Limitations & Future Work

  • RL limited to DPO: The main text focuses almost exclusively on DPO as the RL representative. While the appendix includes PPO/GRPO/MPO, the universality of the "RL > SFT" conclusion depends on this specific case.
  • Lightweight Evaluation Protocol: PIVOT encoders were tested with a small Qwen2.5-1.5B LLM and Cambrian 737K data. Whether tier-jumping holds on large-scale SOTA MLLMs (e.g., 7B+ with tens of millions of instructions) remains to be verified.
  • Absolute Scores: VQA averages are mostly in the 50%+ range, belonging to a controlled research setting rather than a leaderboard-chasing one. Whether relative gains persist on stronger bases is unknown.
  • Future Directions: Extending PIVOT to stronger RL (e.g., GRPO), larger preference datasets, and exploring the combination of PIVOT-enhanced encoders with multi-encoder ensembles.
  • vs.

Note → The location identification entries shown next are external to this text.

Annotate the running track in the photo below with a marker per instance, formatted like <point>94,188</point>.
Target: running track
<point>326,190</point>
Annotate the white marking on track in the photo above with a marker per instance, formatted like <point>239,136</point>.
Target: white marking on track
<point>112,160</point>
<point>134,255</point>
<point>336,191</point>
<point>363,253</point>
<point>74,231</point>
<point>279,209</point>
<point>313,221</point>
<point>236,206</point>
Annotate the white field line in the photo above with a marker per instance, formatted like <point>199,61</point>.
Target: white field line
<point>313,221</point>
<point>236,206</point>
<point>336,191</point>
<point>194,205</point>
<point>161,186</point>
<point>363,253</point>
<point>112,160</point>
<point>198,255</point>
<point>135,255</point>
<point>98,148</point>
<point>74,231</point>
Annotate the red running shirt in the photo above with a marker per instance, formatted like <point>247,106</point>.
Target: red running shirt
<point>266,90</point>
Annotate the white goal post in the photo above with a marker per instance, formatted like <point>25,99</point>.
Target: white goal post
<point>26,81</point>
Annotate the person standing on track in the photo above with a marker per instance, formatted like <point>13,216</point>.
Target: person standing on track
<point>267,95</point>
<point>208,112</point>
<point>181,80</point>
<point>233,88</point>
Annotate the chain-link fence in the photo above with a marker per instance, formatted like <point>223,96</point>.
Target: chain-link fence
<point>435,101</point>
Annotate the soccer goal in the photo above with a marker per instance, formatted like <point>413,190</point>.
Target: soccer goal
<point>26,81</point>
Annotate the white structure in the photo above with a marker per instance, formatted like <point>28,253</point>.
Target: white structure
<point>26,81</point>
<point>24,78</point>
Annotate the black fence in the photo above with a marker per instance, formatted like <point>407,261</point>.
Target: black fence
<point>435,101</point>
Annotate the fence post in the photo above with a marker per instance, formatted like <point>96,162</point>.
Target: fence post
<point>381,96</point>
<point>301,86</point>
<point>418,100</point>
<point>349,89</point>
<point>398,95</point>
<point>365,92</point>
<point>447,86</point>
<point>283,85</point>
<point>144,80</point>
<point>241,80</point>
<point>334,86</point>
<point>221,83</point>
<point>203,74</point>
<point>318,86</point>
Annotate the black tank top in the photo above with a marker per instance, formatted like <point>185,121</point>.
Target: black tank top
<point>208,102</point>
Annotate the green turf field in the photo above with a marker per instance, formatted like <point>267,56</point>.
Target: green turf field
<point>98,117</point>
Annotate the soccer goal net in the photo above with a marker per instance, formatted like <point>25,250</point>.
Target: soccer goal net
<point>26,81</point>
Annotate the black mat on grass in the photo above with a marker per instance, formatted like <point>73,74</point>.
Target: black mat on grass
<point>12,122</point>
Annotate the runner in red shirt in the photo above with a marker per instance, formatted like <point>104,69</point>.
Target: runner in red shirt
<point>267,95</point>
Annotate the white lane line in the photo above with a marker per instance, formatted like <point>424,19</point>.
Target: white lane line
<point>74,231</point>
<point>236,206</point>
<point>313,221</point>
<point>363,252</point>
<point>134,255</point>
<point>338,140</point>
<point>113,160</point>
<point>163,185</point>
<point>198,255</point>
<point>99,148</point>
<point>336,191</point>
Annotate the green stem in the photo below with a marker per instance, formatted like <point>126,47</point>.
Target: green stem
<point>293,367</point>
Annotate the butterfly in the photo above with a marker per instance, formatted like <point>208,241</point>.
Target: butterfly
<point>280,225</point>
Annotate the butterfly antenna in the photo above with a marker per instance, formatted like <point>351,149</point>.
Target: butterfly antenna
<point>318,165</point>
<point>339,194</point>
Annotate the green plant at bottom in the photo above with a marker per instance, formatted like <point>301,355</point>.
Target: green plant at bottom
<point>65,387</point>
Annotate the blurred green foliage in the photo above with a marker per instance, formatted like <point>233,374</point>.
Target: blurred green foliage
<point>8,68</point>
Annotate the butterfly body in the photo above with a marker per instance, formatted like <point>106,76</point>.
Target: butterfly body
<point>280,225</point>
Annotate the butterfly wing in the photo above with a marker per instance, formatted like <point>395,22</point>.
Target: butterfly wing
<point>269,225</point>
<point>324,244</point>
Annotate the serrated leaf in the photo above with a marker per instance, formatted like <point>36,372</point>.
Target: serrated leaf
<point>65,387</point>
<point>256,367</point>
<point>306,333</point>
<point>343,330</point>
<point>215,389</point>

Multi-Vision Encoder Ensembles (Cambrian/Tong et al.): They rely on stacking encoders (e.g., SigLIP1+ConvNeXt-XXL, 1.25B params) to reach 51.4%p; Ours achieves 53.2%p with a single SigLIP1+PIVOT without adding parameters, and the two methods can be stacked (53.6%p).
  • vs. DPO Enhancement Works like MPO: MPO compares "pre-trained models vs. those with DPO added," confounding training volume with the algorithm; Ours uses a controlled comparison to cleanly isolate the advantage of the "DPO algorithm itself" over SFT.
  • vs. LLM-Centric MLLM Research: Most research attributes MLLM capability to the LLM backbone; Ours proves that post-training substantially reshapes vision representations, putting the evolution of vision encoders back on the table.

Rating

  • Novelty: ⭐⭐⭐⭐⭐ First systematic proof that DPO reshapes vision encoders, and the application of preference alignment as a vision backbone evolution recipe.
  • Experimental Thoroughness: ⭐⭐⭐⭐ Scaling across vision/language + four types of probing + multi-encoder verification, though the base models are small and absolute scores are not peak SOTA.
  • Writing Quality: ⭐⭐⭐⭐⭐ Clear three-step logic (Comparison → Analysis → Recipe), with six findings building a complete chain of evidence.
  • Value: ⭐⭐⭐⭐⭐ A practical recipe for low-cost vision backbone evolution + mechanistic insights into why RL improves vision, offering directional significance for MLLM vision research.